Overall, I’ve found the investment and economic analysis of the financial crisis more intelligent than anything in the regular newspapers or among politicians.

One key point — made over and over again — is that the checks and balances are way out of whack. This was evident again this morning, in a Forbes discussion roundtable, featuring Barry Ritholtz of FusionIQ:

Ritholtz: I've written a book called Bailout Nation. Half of it is the study of unintentional consequences. Look at LTCM [Long-Term Capital Management] rescue. The power of the Fed bringing all these bankers into the room and knocking heads together--that's long been considered the good bailout.

But look at consequences, you had a hedge fund under-capitalized, over-leveraged and trading hard-to-sell paper. It went under. Does that sound familiar? If we had taken the hit and let everybody take their portion of the hit then maybe things would have played differently later on.

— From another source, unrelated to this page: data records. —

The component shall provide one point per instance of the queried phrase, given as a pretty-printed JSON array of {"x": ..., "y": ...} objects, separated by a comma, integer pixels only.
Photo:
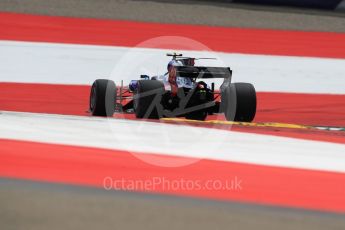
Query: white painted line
[
  {"x": 82, "y": 64},
  {"x": 150, "y": 137}
]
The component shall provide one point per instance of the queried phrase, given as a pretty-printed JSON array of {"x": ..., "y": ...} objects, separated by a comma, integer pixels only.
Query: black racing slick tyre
[
  {"x": 197, "y": 115},
  {"x": 103, "y": 98},
  {"x": 147, "y": 99},
  {"x": 239, "y": 102}
]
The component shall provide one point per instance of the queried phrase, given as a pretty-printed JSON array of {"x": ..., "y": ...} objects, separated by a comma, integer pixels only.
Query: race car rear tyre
[
  {"x": 103, "y": 98},
  {"x": 239, "y": 102},
  {"x": 147, "y": 99}
]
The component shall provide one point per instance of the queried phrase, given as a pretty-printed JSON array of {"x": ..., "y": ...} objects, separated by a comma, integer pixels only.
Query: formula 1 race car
[{"x": 181, "y": 92}]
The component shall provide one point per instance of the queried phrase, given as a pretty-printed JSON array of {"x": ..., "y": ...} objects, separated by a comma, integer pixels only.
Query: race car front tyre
[
  {"x": 239, "y": 102},
  {"x": 147, "y": 99},
  {"x": 103, "y": 98}
]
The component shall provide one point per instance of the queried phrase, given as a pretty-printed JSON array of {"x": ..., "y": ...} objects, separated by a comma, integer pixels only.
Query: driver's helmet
[{"x": 173, "y": 63}]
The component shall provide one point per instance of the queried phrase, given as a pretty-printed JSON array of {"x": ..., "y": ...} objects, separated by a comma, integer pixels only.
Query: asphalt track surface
[{"x": 30, "y": 205}]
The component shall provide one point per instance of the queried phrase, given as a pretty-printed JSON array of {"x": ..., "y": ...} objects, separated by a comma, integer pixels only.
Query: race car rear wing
[{"x": 203, "y": 72}]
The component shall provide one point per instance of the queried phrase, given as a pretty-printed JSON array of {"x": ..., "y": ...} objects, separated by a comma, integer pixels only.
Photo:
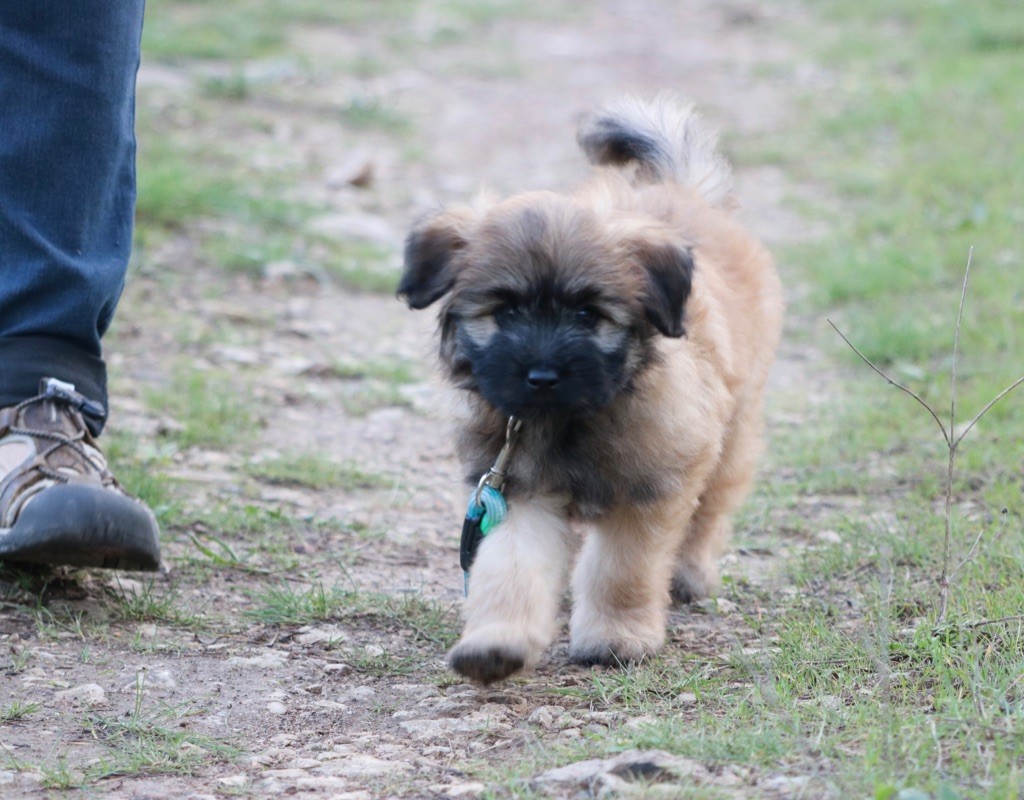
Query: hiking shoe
[{"x": 59, "y": 505}]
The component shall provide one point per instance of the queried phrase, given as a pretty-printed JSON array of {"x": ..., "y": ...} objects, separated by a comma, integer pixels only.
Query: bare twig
[
  {"x": 952, "y": 443},
  {"x": 892, "y": 382}
]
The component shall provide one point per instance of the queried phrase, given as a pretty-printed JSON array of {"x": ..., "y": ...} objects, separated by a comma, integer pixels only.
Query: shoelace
[{"x": 90, "y": 456}]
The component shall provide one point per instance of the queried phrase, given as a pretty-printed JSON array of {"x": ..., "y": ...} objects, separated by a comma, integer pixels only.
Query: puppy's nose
[{"x": 542, "y": 377}]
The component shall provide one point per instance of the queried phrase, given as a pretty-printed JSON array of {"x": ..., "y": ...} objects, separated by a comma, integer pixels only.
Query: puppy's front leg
[
  {"x": 514, "y": 591},
  {"x": 621, "y": 585}
]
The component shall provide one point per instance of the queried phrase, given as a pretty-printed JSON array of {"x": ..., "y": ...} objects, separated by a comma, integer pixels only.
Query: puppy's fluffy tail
[{"x": 666, "y": 139}]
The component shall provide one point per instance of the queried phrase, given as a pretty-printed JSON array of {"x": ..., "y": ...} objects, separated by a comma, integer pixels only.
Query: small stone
[
  {"x": 545, "y": 715},
  {"x": 263, "y": 661},
  {"x": 356, "y": 765},
  {"x": 462, "y": 790},
  {"x": 90, "y": 695},
  {"x": 337, "y": 668}
]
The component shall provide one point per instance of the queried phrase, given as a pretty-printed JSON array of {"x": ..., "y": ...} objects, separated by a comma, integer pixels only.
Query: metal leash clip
[{"x": 487, "y": 508}]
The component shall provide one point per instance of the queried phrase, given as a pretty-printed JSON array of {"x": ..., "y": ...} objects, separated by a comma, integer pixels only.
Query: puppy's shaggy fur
[{"x": 631, "y": 325}]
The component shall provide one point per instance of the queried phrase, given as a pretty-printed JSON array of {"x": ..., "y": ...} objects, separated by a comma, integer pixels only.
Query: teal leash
[{"x": 486, "y": 508}]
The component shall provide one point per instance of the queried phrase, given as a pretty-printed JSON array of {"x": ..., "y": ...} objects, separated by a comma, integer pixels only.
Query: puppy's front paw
[
  {"x": 693, "y": 581},
  {"x": 491, "y": 654},
  {"x": 485, "y": 665}
]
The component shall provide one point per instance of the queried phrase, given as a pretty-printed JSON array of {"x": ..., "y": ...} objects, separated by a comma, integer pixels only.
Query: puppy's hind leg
[
  {"x": 695, "y": 574},
  {"x": 621, "y": 585},
  {"x": 514, "y": 591}
]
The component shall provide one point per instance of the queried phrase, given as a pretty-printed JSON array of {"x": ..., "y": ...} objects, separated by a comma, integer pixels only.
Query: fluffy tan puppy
[{"x": 630, "y": 326}]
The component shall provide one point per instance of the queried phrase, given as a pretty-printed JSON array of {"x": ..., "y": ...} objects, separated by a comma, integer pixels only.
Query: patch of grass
[
  {"x": 286, "y": 604},
  {"x": 314, "y": 471},
  {"x": 429, "y": 622},
  {"x": 212, "y": 408},
  {"x": 361, "y": 266},
  {"x": 373, "y": 113},
  {"x": 151, "y": 603},
  {"x": 17, "y": 710},
  {"x": 140, "y": 468},
  {"x": 153, "y": 742}
]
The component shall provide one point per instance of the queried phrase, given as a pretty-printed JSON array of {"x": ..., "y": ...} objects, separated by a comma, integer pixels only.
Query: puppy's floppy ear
[
  {"x": 429, "y": 251},
  {"x": 669, "y": 271}
]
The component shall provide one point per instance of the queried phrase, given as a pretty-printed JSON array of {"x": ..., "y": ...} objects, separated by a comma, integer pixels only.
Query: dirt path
[{"x": 360, "y": 706}]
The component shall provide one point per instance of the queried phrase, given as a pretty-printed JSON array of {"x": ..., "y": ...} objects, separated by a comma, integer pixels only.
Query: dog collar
[{"x": 487, "y": 508}]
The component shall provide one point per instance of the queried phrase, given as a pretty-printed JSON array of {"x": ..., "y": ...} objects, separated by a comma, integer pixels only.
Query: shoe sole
[{"x": 81, "y": 525}]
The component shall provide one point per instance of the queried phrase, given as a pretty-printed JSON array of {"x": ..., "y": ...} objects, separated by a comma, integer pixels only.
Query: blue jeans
[{"x": 67, "y": 185}]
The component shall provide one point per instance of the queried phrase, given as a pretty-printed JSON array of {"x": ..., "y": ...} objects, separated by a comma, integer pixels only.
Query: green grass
[
  {"x": 17, "y": 710},
  {"x": 213, "y": 410},
  {"x": 314, "y": 471}
]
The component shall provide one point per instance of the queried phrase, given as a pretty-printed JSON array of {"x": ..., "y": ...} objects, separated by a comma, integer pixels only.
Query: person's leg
[
  {"x": 67, "y": 187},
  {"x": 67, "y": 202}
]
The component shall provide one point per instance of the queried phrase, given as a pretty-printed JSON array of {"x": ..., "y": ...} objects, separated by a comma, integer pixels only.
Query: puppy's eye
[{"x": 506, "y": 312}]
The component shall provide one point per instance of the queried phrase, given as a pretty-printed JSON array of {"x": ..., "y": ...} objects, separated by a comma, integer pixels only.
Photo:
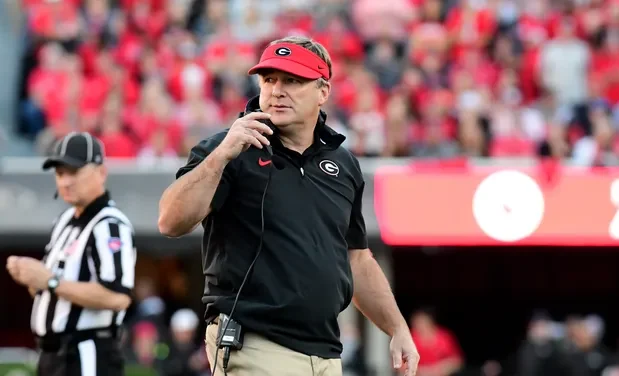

The thing that cracks me up is how completely and totally parallel this is. LTCM take II.
The consequences of taking risks should be that sometimes you lose. Using government money to save risk-takers is a twofold mistakes. If losers get made good on their risks — think Fannie, Freddie and the politicians and banks that enabled them — then next time the speculators will be even more risky.

And then there’s the problem of OPM (Other People’s Money). If politicians freely hand out tax dollars to “save” the economy or “protect the little guy” — paid for by inflating the currency — then there’s no natural limit as to when they will stop, so the problem gets even worse.

To me, this suggests a major shift in our antitrust policies. Many of the bailouts (e.g., of the GSEs and risk-seeking investment banks) have been justified on the basis of “too big to fail.” That suggests that the government should not approve any acquisition that increases the size of a firm that is “too big to fail,” and when (not if) they do fail, the carcass of the rotten company should be dismembered and sold in parts.

The Forbes editors provided the subhead “A Recession Might Not Be So Bad,” which is not exactly what the analysts said, but certainly consistent with general macroeconomic principles. It’s impossible to stop the business cycle and pure conceit (whether by bankers, economists or politicians) to think that you can. The goal should be to use the recession to fix problems, shed inefficiencies, get the US economy ready for its next growth spurt.